Für Fahrzeuge ab 12 Tonnen
Lkw-Maut beträgt 29,3 Pfennig pro Kilometer

Die ab 2003 geplante entfernungsabhängige Lkw-Maut auf Autobahnen wird nach Informationen des Handelsblatts (Mittwochausgabe) durchschnittlich 29,3 Pfennige (15 Cents) pro Kilometer betragen. Dies hat das Bundesverkehrsministerium entschieden. Bundesverkehrsminister Kurt Bodewig rechnet nun mit jährlich rund 6,9 Milliarden Mark Einnahmen aus der Maut, die elektronisch erhoben werden soll.

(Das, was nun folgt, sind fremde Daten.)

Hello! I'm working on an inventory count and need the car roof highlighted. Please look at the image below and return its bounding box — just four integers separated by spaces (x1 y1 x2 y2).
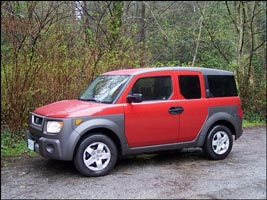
103 67 233 76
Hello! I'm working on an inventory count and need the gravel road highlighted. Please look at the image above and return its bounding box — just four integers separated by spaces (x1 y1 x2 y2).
1 127 266 199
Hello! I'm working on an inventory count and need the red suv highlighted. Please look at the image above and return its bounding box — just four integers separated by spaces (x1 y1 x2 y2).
26 67 243 176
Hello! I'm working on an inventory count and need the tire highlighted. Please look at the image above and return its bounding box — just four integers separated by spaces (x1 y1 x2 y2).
74 134 118 177
203 125 233 160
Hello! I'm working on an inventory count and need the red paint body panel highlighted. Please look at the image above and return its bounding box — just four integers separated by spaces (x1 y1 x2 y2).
31 69 242 147
125 101 179 147
34 100 123 118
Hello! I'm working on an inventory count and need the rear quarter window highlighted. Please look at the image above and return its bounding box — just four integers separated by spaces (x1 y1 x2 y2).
207 75 237 98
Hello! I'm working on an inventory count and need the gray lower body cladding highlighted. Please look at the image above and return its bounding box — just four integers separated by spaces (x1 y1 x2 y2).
26 106 242 160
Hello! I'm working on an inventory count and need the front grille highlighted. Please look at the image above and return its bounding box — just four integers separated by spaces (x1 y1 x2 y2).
32 115 44 126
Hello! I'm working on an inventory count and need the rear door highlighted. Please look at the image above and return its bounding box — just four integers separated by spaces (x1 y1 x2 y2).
176 71 208 142
125 72 179 147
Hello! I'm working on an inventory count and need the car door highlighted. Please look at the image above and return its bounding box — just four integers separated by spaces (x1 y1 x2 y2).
124 72 179 147
176 71 208 142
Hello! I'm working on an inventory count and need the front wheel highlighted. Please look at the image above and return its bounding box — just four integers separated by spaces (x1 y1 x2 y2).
204 125 233 160
74 134 118 176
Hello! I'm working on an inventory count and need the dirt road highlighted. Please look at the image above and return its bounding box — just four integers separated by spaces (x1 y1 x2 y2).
1 127 266 199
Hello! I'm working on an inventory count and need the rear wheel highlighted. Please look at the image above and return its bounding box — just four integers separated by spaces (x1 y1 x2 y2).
74 134 118 176
204 125 233 160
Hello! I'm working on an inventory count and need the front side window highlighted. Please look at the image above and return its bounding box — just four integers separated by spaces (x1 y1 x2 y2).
79 75 129 103
179 75 201 99
131 76 172 101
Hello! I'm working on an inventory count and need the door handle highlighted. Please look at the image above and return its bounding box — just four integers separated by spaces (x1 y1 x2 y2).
169 106 184 115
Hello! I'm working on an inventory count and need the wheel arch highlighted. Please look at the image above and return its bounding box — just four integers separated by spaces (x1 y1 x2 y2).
72 127 122 159
196 112 237 147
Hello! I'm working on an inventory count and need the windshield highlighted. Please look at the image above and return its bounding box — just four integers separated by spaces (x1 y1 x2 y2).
79 75 129 103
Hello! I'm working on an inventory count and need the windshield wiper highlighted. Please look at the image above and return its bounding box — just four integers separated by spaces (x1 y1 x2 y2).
78 97 101 103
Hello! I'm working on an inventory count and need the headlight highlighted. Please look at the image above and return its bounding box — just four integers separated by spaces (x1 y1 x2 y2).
46 121 64 133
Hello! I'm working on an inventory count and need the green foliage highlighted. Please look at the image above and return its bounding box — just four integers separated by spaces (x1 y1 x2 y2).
1 130 35 158
1 1 266 136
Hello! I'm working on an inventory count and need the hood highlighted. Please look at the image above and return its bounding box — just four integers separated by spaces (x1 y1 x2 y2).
34 100 112 118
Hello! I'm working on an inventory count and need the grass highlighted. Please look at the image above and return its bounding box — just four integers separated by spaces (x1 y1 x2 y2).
1 130 36 158
1 120 266 159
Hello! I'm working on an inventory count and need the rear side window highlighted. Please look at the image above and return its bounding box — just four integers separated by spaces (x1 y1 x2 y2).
178 75 201 99
208 75 237 97
132 76 172 101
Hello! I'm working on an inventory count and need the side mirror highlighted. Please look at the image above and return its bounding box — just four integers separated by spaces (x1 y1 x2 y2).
127 94 142 103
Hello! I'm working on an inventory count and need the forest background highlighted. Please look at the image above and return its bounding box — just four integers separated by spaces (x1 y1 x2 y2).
1 1 266 156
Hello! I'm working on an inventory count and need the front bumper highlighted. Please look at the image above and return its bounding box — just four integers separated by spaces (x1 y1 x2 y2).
26 130 63 160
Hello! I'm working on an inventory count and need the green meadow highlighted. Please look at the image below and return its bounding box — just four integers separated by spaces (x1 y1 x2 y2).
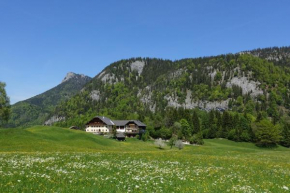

HB DÜSSELDORF. Die Zahl basiert auf den so genannten Wegekostenberechnungen des Schweizer Prognos-Instituts sowie des Karlsruher Verkehrswissenschaftlers Werner Rothengatter. Bei der Erhebung der Maut für Lkw ab 12 Tonnen dürfen nach EU-Vorschriften nur die tatsächlich durch Lkw verursachten Kosten für den Straßenbau und-erhalt eingerechnet werden. Bodewig hatte deshalb etwa die Forderung von Umweltverbänden als unmöglich zurückgewiesen, eine höhere Maut festzulegen, um eine Verlagerung des Güterverkehrs auf die Schiene zu erreichen.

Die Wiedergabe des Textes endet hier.